Pythonista. Skier. Husband. Speaker. @PythonGlasgow organiser. @OpenStack hacker at @RedHatOpen
5 stories
·
0 followers

pynd - search Python code

1 Share

For a while I have wanted a smarter grep1. A grep that understands Python syntax and idioms.

Over the last week or two I had a go at writing this and called it pynd (python find). As a very young project it is likely to change and evolve but I would love some feedback. Is this something you think you would use? What features would you like to see? Please send me your feedback.

I have spent lots of time grepping huge Python projects, pynd is starting to make that easier for me.

What can it do?

pynd is best demonstrated with some simple examples from the docs, ran against another project of mine.

Find and list all public functions

$ pynd --def --public
./retrace.py
181:def retry(*dargs, **dkwargs):
105:    def delay(self, attempt_number):
117:    def delay(self, attempt_number):
128:    def attempt(self, attempt):
140:    def attempt(self, attempt_number):
150:    def validate(self, result):
159:    def validate(self, result):
171:    def delay(self, attempt_number):
174:    def attempt(self, attempt_number):
177:    def validate(self, result):

or, with the --private flag.

$ pynd --private --def
./retrace.py
49:    def _update_wrapper(wrapper, wrapped,
67:    def _wraps(wrapped, assigned=functools.WRAPPER_ASSIGNMENTS,
233:    def _setup_limit(self, limit):
248:    def _setup_interval(self, interval):
263:    def _setup_validator(self, validator):
276:    def _nice_name(self, thing):

Look for each time a class instance was created

$ pynd --class Interval --call
./retrace.py
100:class Interval(_BaseAction):
251:            self._interval = Interval()

Search only within docstrings

$ pynd --doc "decorator" --ignore-case
./retrace.py
181:def retry(*dargs, **dkwargs):
The retry decorator. Can be passed all the arguments that are accepted by
Retry.__init__.
210:class Retry(object):
The Retry decorator class.

This class handles the retry process, calling wither limiters or interval
objects which control the retry flow.

Everything else

Check out pynd --help

$ pynd --help
usage: pynd [-h] [--version] [--ignore-dir [IGNORE_DIR [IGNORE_DIR ...]]]
            [--ignore-case] [--files-with-matches] [--show-stats]
            [--public | --private] [--verbose | --debug] [-d] [-c] [-f] [-i]
            [-C] [-a]
            [PATTERN] [FILES OR DIRECTORIES [FILES OR DIRECTORIES ...]]

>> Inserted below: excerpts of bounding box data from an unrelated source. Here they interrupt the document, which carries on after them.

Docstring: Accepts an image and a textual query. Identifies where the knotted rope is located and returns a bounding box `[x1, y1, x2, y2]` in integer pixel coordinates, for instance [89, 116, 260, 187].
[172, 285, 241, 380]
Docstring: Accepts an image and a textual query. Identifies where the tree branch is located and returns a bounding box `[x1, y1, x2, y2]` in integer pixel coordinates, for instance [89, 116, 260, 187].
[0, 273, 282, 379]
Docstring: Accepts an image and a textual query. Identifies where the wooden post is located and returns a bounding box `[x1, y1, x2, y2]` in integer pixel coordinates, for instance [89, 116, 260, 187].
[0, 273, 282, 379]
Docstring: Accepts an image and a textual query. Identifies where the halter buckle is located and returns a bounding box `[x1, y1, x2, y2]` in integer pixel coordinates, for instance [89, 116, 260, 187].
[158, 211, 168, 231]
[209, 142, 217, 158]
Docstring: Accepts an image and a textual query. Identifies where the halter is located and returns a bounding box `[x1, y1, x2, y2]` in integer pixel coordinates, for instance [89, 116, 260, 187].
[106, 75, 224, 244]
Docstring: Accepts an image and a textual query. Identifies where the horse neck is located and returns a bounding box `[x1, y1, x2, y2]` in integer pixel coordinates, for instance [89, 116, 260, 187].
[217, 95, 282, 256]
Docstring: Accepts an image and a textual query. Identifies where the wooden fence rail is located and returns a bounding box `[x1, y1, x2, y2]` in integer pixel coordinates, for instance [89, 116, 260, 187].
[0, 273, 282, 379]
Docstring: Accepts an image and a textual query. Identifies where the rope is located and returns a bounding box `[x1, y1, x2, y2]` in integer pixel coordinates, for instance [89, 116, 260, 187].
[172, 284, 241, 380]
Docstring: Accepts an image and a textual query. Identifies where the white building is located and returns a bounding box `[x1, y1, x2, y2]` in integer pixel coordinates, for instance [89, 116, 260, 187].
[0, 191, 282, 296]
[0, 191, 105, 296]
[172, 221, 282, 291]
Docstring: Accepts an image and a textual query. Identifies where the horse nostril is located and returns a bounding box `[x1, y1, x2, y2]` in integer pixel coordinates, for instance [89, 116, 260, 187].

Search for PATTERN in each Python file in filesystem from the current
directory down. If any files or directories are specified then only those are
checked.

positional arguments:
  PATTERN               The pattern to match against. This must be a valid
                        Python regular expression.
  FILES OR DIRECTORIES  A file or directory to limit the search scope. This
                        can be provided multiple times.

optional arguments:
  -h, --help            show this help message and exit
  --version             show program's version number and exit
  --ignore-dir [IGNORE_DIR [IGNORE_DIR ...]]
                        A pattern to exclude directories. This must be a valid
                        Python regular expression. It can be provided multiple
                        times.
  --ignore-case         Make all the regular expression matching case
                        insesitive.
  --files-with-matches  Don't output all the results, just the paths to files
                        that contain a result.
  --show-stats          At the end, show some stats.
  --public              Only show results considered to be public in Python.
                        They don't start with an underscore.
  --private             Only show results considered to be private in Python.
                        They start with an underscore.
  --verbose             Explain what is happening.
  --debug               Output excessively to make debugging easier
  -d, --doc             Match class and function docstrings.
  -c, --class           Match class names.
  -f, --def             Match function names.
  -i, --import          Match imported package names.
  -C, --call            Match call statements.
  -a, --attr            Match attributes on objects

What next?

That was just a super quick tour of some of the features. Now I just need to settle in and use the project for a while and hopefully find a few others to do the same. Then we can see what to do next.

Get involved.

See the contributing docs and the roadmap or just join in on Github.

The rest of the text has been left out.